Die Martin Aircraft Company

Kommentare:

ältere
  • Capovau meinte am 9. Juni 2010 um 8:04:

    Das sieht ja alles sehr lustig aus und wird es sicher auch sein. Allerdings glaube ich bei den avisierten Flugleistungen nicht an die Lizenzfreiheit des Apparates. Ich möchte jedenfalls keinem derartigen Spaßgerät in RL begegnen, ohne sicher zu sein, das der Treiber tatsächlich alle Flugregeln kennt und beherzigt. Außerdem wäre es nett, ihn auch über Funk ansprechen zu können und gemeinsam die Luftraumnutzung „besprechen“ zu können. An ähnlichen „bürokratischen Hemmnissen“ sind früher schon einige „Volksflugzeuge“ gescheitert. Man unterschätze die deutsche und die europäische Flugbürokratie und Regelwut nicht. Ich wünsche dem Projekt fortune, flugtechnisch und gesetzestechnisch.
    Gruß
    Capovau

  • Capovau meinte am 9. Juni 2010 um 8:15:

    http://www.martinjetpack.com/classification.aspx

    Alles klar!

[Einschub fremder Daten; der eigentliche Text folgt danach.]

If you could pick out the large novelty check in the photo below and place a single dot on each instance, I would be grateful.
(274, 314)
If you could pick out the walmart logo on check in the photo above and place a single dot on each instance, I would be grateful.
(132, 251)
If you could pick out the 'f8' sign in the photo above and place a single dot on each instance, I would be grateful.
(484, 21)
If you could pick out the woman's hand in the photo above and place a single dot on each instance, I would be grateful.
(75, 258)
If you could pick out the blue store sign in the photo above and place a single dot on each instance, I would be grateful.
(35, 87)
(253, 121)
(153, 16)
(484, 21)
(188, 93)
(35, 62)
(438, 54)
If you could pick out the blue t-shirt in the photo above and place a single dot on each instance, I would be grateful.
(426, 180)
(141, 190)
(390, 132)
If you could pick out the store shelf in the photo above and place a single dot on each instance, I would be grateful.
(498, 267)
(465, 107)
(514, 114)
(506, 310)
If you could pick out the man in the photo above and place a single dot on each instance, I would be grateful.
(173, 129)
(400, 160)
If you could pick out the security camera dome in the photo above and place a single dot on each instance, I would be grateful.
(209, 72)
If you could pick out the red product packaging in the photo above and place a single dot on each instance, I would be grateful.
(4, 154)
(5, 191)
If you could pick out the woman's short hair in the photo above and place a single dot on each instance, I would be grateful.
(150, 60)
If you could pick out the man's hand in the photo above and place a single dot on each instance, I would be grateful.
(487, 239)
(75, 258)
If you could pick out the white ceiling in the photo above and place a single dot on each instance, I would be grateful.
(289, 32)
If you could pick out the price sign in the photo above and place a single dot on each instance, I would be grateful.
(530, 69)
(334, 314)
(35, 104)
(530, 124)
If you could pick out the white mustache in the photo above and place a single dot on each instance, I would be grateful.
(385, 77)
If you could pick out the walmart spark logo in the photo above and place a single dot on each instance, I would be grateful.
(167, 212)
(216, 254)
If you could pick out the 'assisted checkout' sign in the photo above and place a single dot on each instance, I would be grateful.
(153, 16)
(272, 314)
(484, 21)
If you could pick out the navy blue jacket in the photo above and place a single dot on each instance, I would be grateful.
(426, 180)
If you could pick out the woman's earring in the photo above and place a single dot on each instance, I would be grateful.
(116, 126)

Die Lizenzfreiheit gilt für die USA. Hier in den EU-Ländern braucht man eine Lizenz, nämlich die SPL (Sportpilotenlizenz). Das Teil ist seiner Herstellung nach ein 3-achsiges Ultralight-Fluggerät. Natürlich muss es auch erst noch durch die zuständigen Stellen zugelasssen werden, DULV oder DAeC. Damit entfällt natürlich auch die Möglichkeit kommerziell damit tätig zu werden. Polizei und Rettungskräfte werden auch weiterhin auf diese Art der Stauumfahrung verzichten müssen. Clemens nimms nicht als Besserwisserei nur als Ergänzung.

    Gruß
    Capovau

  • Clemens Gleich meinte am 9. Juni 2010 um 12:54:

    Ah, vielen Dank für die Nachrecherche. Wenn die das Teil allerdings tatsächlich nach Deutschland bringen, mach ich auch den entsprechenden Ultraleicht-Schein.